Planquadrat Couch

(Gelesen von Maria Edelsbrunner bei der Radiosendung „Planquadrat Couch“ ab 00:34)

Draußen der Nebel, und ich sitze seit viereinviertel Stunden auf meiner blauen Couch. Es dämmert. Ich höre mich atmen.

Ich mag diese Couch. Die Lehnen sind schräg. Man kann sich bequem nach hinten lehnen. Vor viereinviertel Stunden habe ich die Handflächen neben meine Oberschenkel gelegt. Dort sind sie immer noch. Wenn ich etwas bewege, dann hauptsächlich die Augen und nur wenig den Kopf.

Das Wohnzimmer ist geräumig.

Links die drei Fenster. Keine Vorhänge, keine Jalousien. Ich habe in der Regel nichts zu verbergen.

Rechts die Wohnküche.

Weiße Kästen, alles sauber. Ich habe in der Regel nichts zu kochen.

Hinter mir eine Wand mit dem gemalten Bild. Wenn ich mich umdrehte, könnte ich es sehen. Aber das tue ich lieber nicht. Vor viereinviertel Stunden ist es noch da gehangen. Wenn es jetzt fort wäre, es würde meine Situation verkomplizieren. Darum denke ich mir, dass es noch da ist.

Über mir eine weiße Decke.

Unter mir, zwischen Boden und Fußsohlenhaut, ein Teppich.

Vor einigen Wochen hat sie mich besucht. Sie hat gelacht. Und dann hat sie gesagt, du wohnst schon so lange da, es sieht aber so unbewohnt aus, wann kaufst du dir Möbel. Da habe ich mir diesem Couchtisch besorgt. Dreifüßig, mit der Glasplatte, die auf drei Saugnäpfen ruht.

Ich höre das Atmen.

Neben mir, auf der Couch, dort, wo ein anderer Mensch Platz finden könnte, liegt mein Telefon. 
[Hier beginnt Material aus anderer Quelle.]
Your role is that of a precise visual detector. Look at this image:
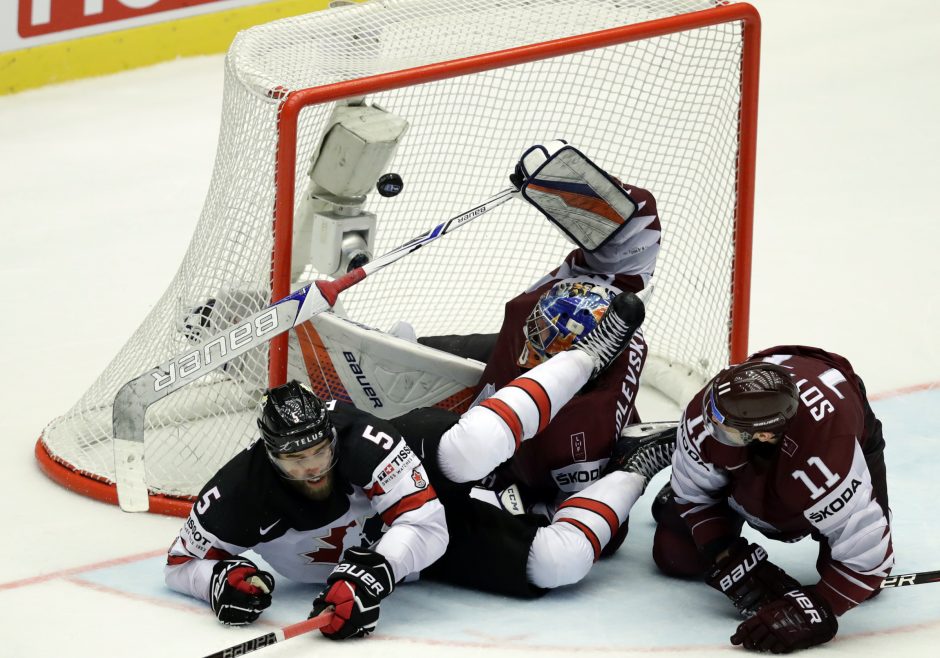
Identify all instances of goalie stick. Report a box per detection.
[881,571,940,589]
[205,608,333,658]
[112,188,518,512]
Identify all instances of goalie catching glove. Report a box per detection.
[705,537,800,617]
[731,587,839,653]
[509,139,637,251]
[310,548,395,640]
[209,559,274,626]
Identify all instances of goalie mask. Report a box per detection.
[258,381,336,480]
[518,281,615,368]
[702,361,800,448]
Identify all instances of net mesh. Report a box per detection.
[42,0,743,496]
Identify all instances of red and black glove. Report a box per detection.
[705,537,800,618]
[310,548,395,640]
[731,586,839,653]
[209,559,274,626]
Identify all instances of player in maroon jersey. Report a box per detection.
[399,142,675,596]
[419,142,661,512]
[653,345,894,653]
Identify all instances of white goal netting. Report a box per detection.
[41,0,752,504]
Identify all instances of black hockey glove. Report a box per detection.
[209,559,274,626]
[310,548,395,640]
[731,586,839,653]
[705,537,800,618]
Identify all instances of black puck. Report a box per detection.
[375,174,404,197]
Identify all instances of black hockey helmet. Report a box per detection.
[702,361,800,447]
[258,380,336,455]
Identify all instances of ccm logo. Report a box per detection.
[151,307,277,393]
[17,0,225,37]
[809,480,862,523]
Es hat geläutet, und ich bin aufgewacht, bin hierher ins Wohnzimmer gewankt und habe mich hergesetzt. Seither blinkt etwas grünliche an meinem Telefon, und ich sitze hier. Die Handflächen neben den Oberschenkeln am weichen, blauen Couchüberzug.

Ich denke mir etwas. 

Dann denke ich nichts mehr. Spüre nur den weichen Möbelstoff auf den Handflächen und den Teppich auf den Sohlen. Früher habe ich über vieles nachgedacht. Aber da habe ich noch Pickel gehabt. Die sind dann verschwunden.

Das Atmen wird lauter. Es ist fremdes Atmen.

Ich schaue auf die Saugnäpfe, auf denen die Glasplatte ruht. Wenn ich die Platte hebe, löst sie sich dann vor den drei Tischfüßchen? Ich beginne mich zu bewegen, um das auszuprobieren. Das Glas haftet nicht. Ich lege das Glas auf den Teppich, lecke die drei Saugnäpfe ab. Dann lege ich die Glasplatte wieder darauf, anpressen und warten. Zum Warten setze ich mich wieder auf die Couch. Es ist eigentlich alles so wie vorhin. Bis auf den Speichel zwischen Saugnäpfen und Glasplatte. Mein Telefon blinkt.

Das fremde Atmen will ich nicht mehr ertragen.

Ich stehe auf, mache vier Schritte zur Wohnküche und ich öffne einen Kasten. Da sind die weißen Plastikflaschen eingeordnet, mit je einem Liter Chlorid. Ich achte darauf, dass ich immer zehn habe. Man weiß ja nie, es kann schlimme Nächte geben. Chlorid erspart die Hausapotheke. Denn wenn alles sauber ist, gibt es keine Krankheit.

Ich schraube eine solche Flasche auf. Entleere sie in den Ausguss. Ein Aufschrei. Weißer Schaum dringt heraus, ich weiß, der Abfluss ist seit langem verstopft. Das Schreien verebbt, geht in Stöhnen über. Ich lege die Hand auf die Nirostaabwasch, spüre das Zittern. Wie von einem Fieberkranken mit Schüttelfrost. Drehe den Wasserhahn auf, Entspannung, das Zittern lässt nach.

Ich weiß, was da im Abfluss fest sitzt. Amorphe Masse, fett geworden. Es hat schwarze, glitschige Haut. Ich kenne es aus diesen Träumen, von denen ich nicht erzählen werde. Wenn die Säure seine Haut zerfrisst, gibt es Ruhe. Für eine Weile.

Ich könnte jetzt schlafen gehen.

Draußen der Nebel. Müsste die Sonne nicht schon aufgegangen sein? Stattdessen ein Grauschleier, nur gut, dass die Fenster dicht sind, sonst würde der Nebel eindringen, sich über mein Gesicht legen und mich ersticken.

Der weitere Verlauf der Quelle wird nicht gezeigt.